The simulation system carries out simulation:
the PPO algorithm can be an off-policy algorithm, and the state of the neural network can be stored and loaded in real time.
In the flight simulation system, a trained neural network is called to dispatch the aircraft, target state information is transmitted in real time, and the aircraft can automatically add a four-dimensional track.
Updating of (four) four-dimensional trajectory model and collision avoidance algorithm for four-dimensional trajectory model
And updating the four-dimensional track model according to the simulation time of the simulation system, wherein each four-dimensional track point has a time tag as an identifier. In the simulation system, for each four-dimensional track, the earliest four-dimensional track point of the time label disappears at the tail end of the four-dimensional track firstly, and a new four-dimensional track point is generated after the starting end of the four-dimensional track reaches a certain simulation time.
The conflict of the four-dimensional trajectory model means: aiming at a certain four-dimensional track point, when an aircraft occupies or is about to occupy, a new aircraft selects to occupy the same four-dimensional track point.

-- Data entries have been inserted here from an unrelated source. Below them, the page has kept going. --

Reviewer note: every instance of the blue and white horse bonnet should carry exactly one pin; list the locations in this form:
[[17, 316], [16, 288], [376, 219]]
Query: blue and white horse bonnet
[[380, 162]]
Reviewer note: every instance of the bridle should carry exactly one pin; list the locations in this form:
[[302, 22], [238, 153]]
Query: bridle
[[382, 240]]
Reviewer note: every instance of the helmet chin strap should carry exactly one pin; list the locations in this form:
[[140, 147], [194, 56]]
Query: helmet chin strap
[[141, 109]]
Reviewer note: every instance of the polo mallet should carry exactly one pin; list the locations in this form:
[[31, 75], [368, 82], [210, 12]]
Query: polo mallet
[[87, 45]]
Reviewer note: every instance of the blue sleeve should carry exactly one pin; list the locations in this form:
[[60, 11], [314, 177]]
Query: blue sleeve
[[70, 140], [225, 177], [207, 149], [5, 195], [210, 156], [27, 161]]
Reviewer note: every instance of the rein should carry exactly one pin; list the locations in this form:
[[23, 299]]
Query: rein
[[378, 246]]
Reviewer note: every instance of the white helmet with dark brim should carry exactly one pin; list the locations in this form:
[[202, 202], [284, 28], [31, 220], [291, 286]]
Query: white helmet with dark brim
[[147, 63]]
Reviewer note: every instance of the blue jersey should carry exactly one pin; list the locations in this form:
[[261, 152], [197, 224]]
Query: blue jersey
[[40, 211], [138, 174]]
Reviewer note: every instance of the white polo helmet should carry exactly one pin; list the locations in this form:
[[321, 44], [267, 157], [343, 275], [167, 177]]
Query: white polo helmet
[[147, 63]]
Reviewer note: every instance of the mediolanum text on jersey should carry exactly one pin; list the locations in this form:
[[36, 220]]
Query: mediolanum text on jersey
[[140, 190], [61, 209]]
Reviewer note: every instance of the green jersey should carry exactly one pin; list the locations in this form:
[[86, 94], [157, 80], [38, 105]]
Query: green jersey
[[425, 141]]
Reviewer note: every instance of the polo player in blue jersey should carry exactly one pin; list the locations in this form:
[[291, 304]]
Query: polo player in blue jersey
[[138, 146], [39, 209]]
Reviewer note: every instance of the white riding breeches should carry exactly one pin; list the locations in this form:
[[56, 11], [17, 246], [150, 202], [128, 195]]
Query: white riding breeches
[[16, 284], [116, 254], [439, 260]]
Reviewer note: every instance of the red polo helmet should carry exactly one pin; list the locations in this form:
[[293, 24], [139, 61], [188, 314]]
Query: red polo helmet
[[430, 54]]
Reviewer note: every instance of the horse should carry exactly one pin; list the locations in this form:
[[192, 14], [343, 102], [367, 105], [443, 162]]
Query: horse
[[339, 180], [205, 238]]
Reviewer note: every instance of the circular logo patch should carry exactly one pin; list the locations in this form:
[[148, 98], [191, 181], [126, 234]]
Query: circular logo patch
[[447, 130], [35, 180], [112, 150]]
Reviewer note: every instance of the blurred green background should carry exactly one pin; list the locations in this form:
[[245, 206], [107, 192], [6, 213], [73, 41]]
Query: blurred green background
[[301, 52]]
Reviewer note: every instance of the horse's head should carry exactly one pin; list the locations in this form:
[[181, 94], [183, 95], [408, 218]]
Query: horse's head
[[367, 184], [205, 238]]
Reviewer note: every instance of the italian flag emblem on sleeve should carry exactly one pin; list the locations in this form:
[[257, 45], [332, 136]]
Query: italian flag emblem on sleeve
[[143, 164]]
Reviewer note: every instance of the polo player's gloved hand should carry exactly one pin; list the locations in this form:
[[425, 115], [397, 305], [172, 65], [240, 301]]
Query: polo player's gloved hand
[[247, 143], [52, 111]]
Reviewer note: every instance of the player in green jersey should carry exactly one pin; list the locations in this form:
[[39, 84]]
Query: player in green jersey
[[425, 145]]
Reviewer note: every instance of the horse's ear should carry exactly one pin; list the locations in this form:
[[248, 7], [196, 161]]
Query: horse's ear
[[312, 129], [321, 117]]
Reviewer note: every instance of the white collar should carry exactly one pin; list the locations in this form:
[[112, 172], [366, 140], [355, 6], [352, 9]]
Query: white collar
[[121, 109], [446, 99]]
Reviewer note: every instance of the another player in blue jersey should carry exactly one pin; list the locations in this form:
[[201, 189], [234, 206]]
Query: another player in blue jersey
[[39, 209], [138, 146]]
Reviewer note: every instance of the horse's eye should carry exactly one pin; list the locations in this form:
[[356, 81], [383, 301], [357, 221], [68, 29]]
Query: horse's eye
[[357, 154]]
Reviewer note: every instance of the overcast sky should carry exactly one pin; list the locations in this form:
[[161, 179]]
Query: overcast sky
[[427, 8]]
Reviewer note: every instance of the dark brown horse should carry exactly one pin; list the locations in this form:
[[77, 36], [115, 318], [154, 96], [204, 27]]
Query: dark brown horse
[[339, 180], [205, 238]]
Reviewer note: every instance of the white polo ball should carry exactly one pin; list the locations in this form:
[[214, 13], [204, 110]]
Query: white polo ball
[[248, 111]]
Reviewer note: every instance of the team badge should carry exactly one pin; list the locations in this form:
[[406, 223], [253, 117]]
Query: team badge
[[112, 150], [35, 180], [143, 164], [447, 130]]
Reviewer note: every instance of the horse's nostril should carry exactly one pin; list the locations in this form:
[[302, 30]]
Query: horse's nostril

The conflict avoidance algorithm of the four-dimensional track model is that according to the time identification of the four-dimensional track point, when the new aircraft selects to occupy the four-dimensional track point, whether the time identification of the current four-dimensional track point is occupied or not is judged, if so, the current four-dimensional track point is abandoned, and the selection is carried out again.
(V) results
In order to verify the effectiveness and the applicability of the algorithm, a set of algorithm evaluation system is designed, the design experiment analyzes and compares the implementation effect of the algorithm from three angles of distance, angle and time, the obtained experiment result and data are shown, and the stability and the accuracy of the algorithm are further verified according to the established evaluation system and the corresponding index requirements.
The above description is only for the purpose of illustrating the preferred embodiments of the present invention and is not to be construed as limiting the invention, and any modifications, equivalents and improvements made within the spirit and principle of the present invention are intended to be included within the scope of the present invention.

Claims (8)

1. An air control method based on reinforcement learning and four-dimensional track is characterized by comprising the following steps:
s1: establishing airplane pneumatic performance models of different types by modeling the engine performance of different types;
s2: acquiring four-dimensional track data of different types of airplanes on different routes according to the airplane pneumatic performance model; generating a four-dimensional track model of the airline-type through data playback;
s3: based on a reinforcement learning algorithm, a neural network is built, four-dimensional tracks are pressed on the movement of the airplane for training, a nesting reinforcement learning model of a nesting speed intelligent body in a heading intelligent body is built, the selection of the route of the airplane is realized by selecting the target heading of the airplane, and the control of the arrival time of the airplane is realized by selecting the target speed of the airplane, so that the function that the airplane presses the four-dimensional track model according to the specified time, speed, heading and altitude is realized.
2. The air control method based on reinforcement learning and four-dimensional trajectory according to claim 1, wherein the specific process of S1 is as follows: the method comprises the steps of defining a key position point with airplane motion state information, selecting an airplane of a specific airplane type in a flight simulation system with an airplane pneumatic performance model to simulate flight according to a route summarized by a specified position point, recording information including flight time, six degrees of freedom of the airplane and environmental factors at fixed time intervals, and storing the information in a recording file.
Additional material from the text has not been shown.